Alcohol consumption during pregnancy differentially affects the fecal microbiota of dams and offspring

Abstract

Microbiota imbalances are linked to inflammation and disease, as well as neurodevelopmental conditions where they may contribute to behavioral, physiological, and central nervous system dysfunction. By contrast, the role of the microbiota in Fetal Alcohol Spectrum Disorder (FASD), the group of neurodevelopmental conditions that can occur following prenatal alcohol exposure (PAE), has not received similar attention. Here we utilized a rodent model of alcohol consumption during pregnancy to characterize the impact of alcohol on the microbiota of dam-offspring dyads. Overall, bacterial diversity decreased in alcohol-consuming dams and community composition differed from that of controls in alcohol-consuming dams and their offspring. Bacterial taxa and predicted biochemical pathway composition were also altered with alcohol consumption/exposure; however, there was minimal overlap between the changes in dams and offspring. These findings illuminate the potential importance of the microbiota in the pathophysiology of FASD and support investigation into novel microbiota-based interventions.

Figure 1

Bacterial richness and evenness (α-diversity). Boxplots displaying the Shannon index (α-diversity) for dams (A) and offspring (B). *p < 0.05; A alcohol, PAE prenatal alcohol exposure, C control. A dams: n = 20; C dams = 24; PAE offspring: n = 22; C offspring: n = 25.

Figure 2

Bacterial community structure (β-diversity). Non-metric multidimensional scaling (NMDS) plots of Bray–Curtis dissimilarity with ellipsoids representing 95% confidence intervals for dams (A) and offspring (B). ***p < 0.001; A alcohol, PAE prenatal alcohol exposure, C control. A dams: n = 20; C dams = 24; PAE offspring: n = 23; C offspring: n = 26.

Figure 3

Relative abundance of bacterial taxa. Relative abundance plots of the 15 most abundant bacterial genera for dams (A) and offspring (B). All other genera shown as other (grey). PAE prenatal alcohol exposure. A dams: n = 20; C dams = 24; PAE offspring: n = 23; C offspring: n = 26.

Figure 4

Impact of alcohol consumption and PAE on bacterial clades. Linear discriminant analysis of effect size (LEfSe), with the cladogram representing the complete taxonomy (from phylum to species). Purple shading indicates a taxon that is enriched in alcohol consuming dams (A) or PAE offspring (B), whereas orange shading indicates a taxon that is decreased in alcohol consuming dams (A) or PAE offspring (B). Yellow circles indicate a taxon that does not differ in relative abundance between treatments. A alcohol, PAE prenatal alcohol exposure, C control, A dams: n = 20; C dams = 24; PAE offspring: n = 23; C offspring: n = 26.

Figure 5

Comparison of the overlap in shared ASVs between dyads.
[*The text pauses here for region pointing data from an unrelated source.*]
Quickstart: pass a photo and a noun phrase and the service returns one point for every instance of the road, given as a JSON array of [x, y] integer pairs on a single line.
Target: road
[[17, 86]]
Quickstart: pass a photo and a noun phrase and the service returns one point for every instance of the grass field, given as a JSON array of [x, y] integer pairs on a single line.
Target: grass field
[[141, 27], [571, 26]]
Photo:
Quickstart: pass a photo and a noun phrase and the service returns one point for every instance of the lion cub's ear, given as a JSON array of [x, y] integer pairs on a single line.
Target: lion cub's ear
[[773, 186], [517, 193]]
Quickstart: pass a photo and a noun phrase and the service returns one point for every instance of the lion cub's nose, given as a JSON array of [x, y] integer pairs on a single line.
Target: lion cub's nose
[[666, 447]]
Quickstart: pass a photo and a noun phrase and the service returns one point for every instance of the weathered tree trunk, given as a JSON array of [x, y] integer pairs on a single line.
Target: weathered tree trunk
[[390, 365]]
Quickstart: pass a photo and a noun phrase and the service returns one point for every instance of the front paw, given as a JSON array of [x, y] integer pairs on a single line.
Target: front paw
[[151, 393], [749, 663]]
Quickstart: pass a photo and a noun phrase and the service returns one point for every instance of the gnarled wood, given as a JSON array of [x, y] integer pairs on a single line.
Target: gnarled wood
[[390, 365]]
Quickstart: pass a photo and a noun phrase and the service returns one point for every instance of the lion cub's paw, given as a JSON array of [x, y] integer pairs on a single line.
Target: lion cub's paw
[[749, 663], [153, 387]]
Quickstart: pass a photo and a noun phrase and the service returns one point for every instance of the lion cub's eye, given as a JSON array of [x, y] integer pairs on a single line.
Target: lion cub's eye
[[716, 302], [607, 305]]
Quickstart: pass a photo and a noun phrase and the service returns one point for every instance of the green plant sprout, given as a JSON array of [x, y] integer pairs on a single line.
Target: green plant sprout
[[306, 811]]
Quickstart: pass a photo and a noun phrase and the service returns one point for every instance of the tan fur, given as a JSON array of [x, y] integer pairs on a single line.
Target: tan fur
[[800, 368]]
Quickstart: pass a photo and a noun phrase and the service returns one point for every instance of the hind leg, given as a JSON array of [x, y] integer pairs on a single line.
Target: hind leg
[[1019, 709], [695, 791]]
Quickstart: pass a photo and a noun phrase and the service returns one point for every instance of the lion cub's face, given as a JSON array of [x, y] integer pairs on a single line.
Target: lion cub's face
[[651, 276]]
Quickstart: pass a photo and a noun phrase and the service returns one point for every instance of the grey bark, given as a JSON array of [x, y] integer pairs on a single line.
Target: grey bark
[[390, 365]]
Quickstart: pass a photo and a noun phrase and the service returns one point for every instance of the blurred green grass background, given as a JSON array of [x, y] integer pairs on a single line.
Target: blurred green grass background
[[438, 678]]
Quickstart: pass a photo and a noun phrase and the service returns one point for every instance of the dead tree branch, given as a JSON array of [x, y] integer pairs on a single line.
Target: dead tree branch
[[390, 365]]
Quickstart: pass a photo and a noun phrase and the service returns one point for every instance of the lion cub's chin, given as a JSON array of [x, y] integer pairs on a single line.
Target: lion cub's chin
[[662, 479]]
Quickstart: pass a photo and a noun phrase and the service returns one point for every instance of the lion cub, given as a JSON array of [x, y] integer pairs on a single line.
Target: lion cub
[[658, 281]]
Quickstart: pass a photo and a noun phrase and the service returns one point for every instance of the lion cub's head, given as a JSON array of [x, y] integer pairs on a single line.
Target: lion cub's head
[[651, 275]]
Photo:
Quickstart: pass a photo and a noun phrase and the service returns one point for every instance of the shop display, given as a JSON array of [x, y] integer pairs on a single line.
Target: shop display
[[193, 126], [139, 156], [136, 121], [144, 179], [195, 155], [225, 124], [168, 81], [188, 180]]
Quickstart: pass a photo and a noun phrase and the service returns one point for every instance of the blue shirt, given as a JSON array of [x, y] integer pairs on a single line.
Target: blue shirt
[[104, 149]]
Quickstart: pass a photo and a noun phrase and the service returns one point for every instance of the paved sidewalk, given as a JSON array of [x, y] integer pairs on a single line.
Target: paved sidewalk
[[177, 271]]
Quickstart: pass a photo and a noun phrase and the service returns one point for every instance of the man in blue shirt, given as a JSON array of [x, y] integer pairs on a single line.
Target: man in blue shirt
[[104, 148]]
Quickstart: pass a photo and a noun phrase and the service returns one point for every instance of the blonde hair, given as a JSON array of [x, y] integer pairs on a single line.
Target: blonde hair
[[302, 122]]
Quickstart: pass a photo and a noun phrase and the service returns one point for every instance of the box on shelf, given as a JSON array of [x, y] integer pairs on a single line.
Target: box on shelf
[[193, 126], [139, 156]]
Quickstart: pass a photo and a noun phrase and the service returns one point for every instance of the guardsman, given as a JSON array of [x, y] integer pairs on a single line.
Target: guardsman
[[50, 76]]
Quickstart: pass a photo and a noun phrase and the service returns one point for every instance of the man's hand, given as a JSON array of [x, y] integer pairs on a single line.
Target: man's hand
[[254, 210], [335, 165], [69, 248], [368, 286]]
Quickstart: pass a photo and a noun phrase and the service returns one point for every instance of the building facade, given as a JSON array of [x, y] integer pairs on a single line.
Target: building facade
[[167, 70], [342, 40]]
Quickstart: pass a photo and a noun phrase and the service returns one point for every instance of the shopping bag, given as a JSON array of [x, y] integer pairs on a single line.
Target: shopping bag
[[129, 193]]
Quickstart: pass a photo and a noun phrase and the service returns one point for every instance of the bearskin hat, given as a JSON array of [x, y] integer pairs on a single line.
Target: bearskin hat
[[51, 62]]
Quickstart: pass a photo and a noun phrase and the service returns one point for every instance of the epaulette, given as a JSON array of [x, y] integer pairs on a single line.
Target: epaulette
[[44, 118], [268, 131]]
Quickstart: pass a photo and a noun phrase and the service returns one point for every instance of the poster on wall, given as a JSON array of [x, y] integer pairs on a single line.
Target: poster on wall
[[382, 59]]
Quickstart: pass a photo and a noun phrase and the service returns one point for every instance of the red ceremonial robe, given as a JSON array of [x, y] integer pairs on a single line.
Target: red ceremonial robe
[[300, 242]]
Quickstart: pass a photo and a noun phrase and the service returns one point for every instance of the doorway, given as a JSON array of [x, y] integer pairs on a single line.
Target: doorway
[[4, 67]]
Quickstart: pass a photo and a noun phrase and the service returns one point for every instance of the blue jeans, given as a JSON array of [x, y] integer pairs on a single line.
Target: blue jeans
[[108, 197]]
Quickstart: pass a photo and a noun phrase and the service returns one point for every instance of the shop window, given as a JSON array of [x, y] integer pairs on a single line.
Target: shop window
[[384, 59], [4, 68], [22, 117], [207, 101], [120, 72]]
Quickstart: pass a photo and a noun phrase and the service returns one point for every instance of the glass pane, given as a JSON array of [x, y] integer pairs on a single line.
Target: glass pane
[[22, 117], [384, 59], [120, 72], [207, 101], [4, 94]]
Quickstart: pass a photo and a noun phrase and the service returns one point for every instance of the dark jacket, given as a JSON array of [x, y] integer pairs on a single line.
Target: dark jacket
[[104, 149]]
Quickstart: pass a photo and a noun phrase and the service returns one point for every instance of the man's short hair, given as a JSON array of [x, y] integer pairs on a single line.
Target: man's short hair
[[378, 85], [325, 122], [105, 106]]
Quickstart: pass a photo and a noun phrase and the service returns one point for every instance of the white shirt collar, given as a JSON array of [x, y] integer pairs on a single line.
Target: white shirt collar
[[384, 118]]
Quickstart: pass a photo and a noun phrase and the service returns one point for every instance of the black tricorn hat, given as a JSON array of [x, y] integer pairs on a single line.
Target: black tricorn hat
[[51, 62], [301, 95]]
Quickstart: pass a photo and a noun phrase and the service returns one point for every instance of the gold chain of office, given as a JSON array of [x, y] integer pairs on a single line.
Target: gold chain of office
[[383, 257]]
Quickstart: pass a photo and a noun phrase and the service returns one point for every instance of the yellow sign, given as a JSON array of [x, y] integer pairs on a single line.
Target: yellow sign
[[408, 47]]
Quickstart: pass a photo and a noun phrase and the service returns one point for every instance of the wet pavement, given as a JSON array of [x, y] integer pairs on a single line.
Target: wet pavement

The percentage of ASVs that were shared between dam and offspring dyads, by treatment group. ***p < 0.001. A alcohol, PAE prenatal alcohol exposure, C control, Control dam—control offspring dyads: n = 22; Alcohol-consuming dam—PAE offspring: n = 17.

Figure 6

Predicted metabolic pathway composition (β-diversity). Non-metric multidimensional scaling (NMDS) plots of Bray–Curtis dissimilarity in two dimensions with ellipsoids representing 95% confidence intervals for dams (A) and offspring (B). *p < 0.05; ***p < 0.001; A alcohol, PAE prenatal alcohol exposure, C control; A dams: n = 20; C dams = 24; PAE offspring: n = 23; C offspring: n = 26.

Figure 7

Differential abundance between treatments in predicted metabolic pathways. DESeq2 identifying predicted pathways that were significantly different with alcohol consumption (A) or exposure (B). Orange dots indicate decreases and purple dots indicate increases in alcohol consuming dams compared to controls (A) or PAE offspring compared to controls (B), respectively, with the size of the dot being proportional to the log2fold change in differential expression. Blue (controls) and red (alcohol consuming or PAE) dots represent the relative abundance of each pathway, for animals in which it was present. A and PAE samples were ordered based on maternal average alcohol consumption from GD7–14 (highest on the left to lowest on the right). A alcohol, PAE prenatal alcohol exposure, C control; A dams: n = 20, C dams = 24; PAE offspring: n = 23; C offspring: n = 26.